Here are the main components and functionalities of the code:

  1. PDF Selection and Validation:
    • A field where the user can input or select the path to a PDF file.
    • Validation to ensure a PDF file is selected before proceeding.
  2. Page Number Input:
    • An input field for specifying the page number in the PDF to be converted to speech. It defaults to ‘0’ (the first page).
  3. Language Selection:
    • A dropdown menu allowing the user to select the language for the text-to-speech conversion.
  4. Output File Specification:
    • An entry field for specifying the name of the output audio file, with a default value of ‘output.mp3’.
    • Validation to ensure an output file name is provided.
  5. MP3 to WAV Conversion Option:
    • A checkbox giving the user the option to convert the MP3 output file to a WAV file.
  6. Conversion and Playback Controls:
    • A “Convert” button that starts the conversion process using gTTS (Google Text-to-Speech).
    • Once the MP3 file is created, a “Play” button becomes active, allowing the user to play the audio.
    • A “Stop” button to stop the audio playback.
    • After conversion, if the user selected the option, the MP3 file is also converted to WAV format using pydub.
  7. Help and Status Information:
    • A “Help” button displays instructions and information about using the application.
    • A status label updates the user about the current process or any errors.
  8. Core Functionalities:
    • read_pdf: Extracts text from the specified page of the selected PDF.
    • clean_text: Cleans and formats the extracted text.
    • text_to_speech: Converts the cleaned text to speech and saves it as an MP3 file.
    • convert_mp3_to_wav (if applicable): Converts the MP3 file to a WAV file.
    • play_mp3: Plays the audio file using pygame.
    • stop_mp3: Stops the audio playback.

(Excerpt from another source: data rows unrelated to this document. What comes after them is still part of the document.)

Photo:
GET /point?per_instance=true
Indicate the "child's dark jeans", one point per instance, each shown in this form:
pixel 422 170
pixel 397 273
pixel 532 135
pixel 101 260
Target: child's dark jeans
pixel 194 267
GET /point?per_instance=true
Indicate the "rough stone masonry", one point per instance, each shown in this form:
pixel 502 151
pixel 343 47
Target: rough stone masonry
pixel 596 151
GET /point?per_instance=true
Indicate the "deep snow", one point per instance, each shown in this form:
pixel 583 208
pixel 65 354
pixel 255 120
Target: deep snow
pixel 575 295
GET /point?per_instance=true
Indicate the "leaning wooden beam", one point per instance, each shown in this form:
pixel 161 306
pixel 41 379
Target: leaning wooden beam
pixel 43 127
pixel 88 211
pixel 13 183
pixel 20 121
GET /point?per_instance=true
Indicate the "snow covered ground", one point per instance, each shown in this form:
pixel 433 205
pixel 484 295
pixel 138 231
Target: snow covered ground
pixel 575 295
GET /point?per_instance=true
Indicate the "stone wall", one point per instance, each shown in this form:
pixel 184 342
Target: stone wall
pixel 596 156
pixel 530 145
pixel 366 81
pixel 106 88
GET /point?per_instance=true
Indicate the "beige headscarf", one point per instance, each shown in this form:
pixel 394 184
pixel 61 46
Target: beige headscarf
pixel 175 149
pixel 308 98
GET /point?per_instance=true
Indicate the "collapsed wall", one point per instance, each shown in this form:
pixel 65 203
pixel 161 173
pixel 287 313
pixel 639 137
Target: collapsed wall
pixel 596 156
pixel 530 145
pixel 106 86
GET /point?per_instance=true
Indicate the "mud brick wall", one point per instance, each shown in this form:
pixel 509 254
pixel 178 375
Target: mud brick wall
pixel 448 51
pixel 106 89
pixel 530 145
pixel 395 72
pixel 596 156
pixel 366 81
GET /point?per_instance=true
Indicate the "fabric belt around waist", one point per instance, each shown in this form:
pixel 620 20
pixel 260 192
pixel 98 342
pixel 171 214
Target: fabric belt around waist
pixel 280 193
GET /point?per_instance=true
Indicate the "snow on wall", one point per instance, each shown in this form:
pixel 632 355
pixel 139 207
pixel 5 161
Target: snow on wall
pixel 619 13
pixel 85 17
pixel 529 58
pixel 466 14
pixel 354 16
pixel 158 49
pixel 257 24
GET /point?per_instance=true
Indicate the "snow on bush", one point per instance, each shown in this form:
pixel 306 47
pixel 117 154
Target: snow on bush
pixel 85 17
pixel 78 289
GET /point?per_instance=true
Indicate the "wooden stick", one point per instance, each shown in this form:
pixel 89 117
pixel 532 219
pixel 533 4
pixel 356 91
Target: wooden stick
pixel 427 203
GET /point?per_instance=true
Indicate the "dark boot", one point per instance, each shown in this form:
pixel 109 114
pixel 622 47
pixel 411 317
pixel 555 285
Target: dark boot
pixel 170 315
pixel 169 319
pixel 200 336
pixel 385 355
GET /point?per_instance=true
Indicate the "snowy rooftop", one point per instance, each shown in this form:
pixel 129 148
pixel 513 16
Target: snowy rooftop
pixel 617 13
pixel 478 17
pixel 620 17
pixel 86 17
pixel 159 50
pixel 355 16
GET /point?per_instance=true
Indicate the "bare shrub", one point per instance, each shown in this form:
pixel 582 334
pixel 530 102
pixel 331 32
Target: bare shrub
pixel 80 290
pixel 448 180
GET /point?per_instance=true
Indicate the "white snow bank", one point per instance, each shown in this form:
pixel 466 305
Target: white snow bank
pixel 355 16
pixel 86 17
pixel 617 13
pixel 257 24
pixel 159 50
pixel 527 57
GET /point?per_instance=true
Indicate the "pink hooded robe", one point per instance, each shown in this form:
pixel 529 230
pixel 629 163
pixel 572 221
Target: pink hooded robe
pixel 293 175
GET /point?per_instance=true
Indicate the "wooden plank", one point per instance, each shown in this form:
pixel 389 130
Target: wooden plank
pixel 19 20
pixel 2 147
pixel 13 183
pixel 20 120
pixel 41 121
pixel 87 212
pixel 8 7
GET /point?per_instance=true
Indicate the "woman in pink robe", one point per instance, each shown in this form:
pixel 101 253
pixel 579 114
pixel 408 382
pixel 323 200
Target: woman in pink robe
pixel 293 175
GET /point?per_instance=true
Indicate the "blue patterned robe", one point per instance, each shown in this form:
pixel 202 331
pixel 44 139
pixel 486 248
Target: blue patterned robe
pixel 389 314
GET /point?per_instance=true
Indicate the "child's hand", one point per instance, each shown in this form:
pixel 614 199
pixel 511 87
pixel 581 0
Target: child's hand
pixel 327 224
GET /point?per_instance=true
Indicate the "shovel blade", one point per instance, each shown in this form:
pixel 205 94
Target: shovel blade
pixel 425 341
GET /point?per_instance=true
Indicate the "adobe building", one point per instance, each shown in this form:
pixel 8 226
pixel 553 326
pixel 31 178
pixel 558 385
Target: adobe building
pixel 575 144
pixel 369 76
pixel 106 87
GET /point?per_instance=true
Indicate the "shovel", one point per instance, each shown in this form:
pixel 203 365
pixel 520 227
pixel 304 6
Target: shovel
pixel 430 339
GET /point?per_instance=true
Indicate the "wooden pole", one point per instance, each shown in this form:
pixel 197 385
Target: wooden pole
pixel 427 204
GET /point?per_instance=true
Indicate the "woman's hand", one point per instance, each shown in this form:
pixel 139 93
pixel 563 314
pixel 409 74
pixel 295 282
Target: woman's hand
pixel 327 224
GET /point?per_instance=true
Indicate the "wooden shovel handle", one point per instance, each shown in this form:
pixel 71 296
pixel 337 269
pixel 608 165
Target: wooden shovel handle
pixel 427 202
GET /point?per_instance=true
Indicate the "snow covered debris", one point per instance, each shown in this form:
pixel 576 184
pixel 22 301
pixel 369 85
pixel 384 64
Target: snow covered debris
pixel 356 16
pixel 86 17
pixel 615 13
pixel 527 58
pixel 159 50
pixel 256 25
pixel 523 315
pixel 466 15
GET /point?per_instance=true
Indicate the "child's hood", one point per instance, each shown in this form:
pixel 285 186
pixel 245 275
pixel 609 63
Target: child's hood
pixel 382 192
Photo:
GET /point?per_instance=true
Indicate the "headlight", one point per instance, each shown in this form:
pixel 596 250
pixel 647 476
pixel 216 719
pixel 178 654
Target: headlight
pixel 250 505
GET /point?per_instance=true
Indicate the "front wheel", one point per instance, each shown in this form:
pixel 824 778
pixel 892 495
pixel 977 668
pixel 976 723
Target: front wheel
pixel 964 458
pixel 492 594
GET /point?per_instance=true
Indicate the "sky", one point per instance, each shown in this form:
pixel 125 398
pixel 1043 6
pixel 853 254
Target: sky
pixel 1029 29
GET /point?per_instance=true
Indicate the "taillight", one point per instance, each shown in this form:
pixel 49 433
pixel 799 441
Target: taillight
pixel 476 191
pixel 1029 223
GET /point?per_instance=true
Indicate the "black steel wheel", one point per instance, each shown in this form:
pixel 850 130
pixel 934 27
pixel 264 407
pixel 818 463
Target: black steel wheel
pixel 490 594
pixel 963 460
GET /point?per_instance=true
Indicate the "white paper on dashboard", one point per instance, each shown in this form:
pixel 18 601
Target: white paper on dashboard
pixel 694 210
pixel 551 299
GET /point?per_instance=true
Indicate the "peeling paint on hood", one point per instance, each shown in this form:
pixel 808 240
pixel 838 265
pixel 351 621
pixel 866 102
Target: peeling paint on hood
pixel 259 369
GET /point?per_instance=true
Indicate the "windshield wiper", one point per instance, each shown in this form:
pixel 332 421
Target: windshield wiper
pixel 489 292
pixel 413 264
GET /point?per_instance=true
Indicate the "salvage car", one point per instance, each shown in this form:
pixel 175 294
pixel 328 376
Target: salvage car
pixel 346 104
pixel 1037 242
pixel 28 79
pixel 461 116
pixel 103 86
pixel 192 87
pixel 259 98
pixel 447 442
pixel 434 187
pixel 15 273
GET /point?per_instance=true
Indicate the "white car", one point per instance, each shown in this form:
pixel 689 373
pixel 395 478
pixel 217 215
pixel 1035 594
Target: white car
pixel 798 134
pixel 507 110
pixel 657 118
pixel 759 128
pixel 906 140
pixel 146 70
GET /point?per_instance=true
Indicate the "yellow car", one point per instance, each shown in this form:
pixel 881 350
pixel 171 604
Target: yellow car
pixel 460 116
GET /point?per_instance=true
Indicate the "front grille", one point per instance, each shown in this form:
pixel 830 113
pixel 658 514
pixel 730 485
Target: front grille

  9. Error Handling and Connectivity Check:
    • Checks and handles errors related to file paths, gTTS connectivity, and audio playback.
    • The application ensures that all necessary conditions (like file existence and internet connectivity for gTTS) are met before proceeding with each step.

This application provides a user-friendly interface for converting PDF text to audio, making it accessible for users to generate audio files from PDF documents. It includes features for customizing the conversion process, such as selecting the language, choosing the output format, and playing back the converted audio.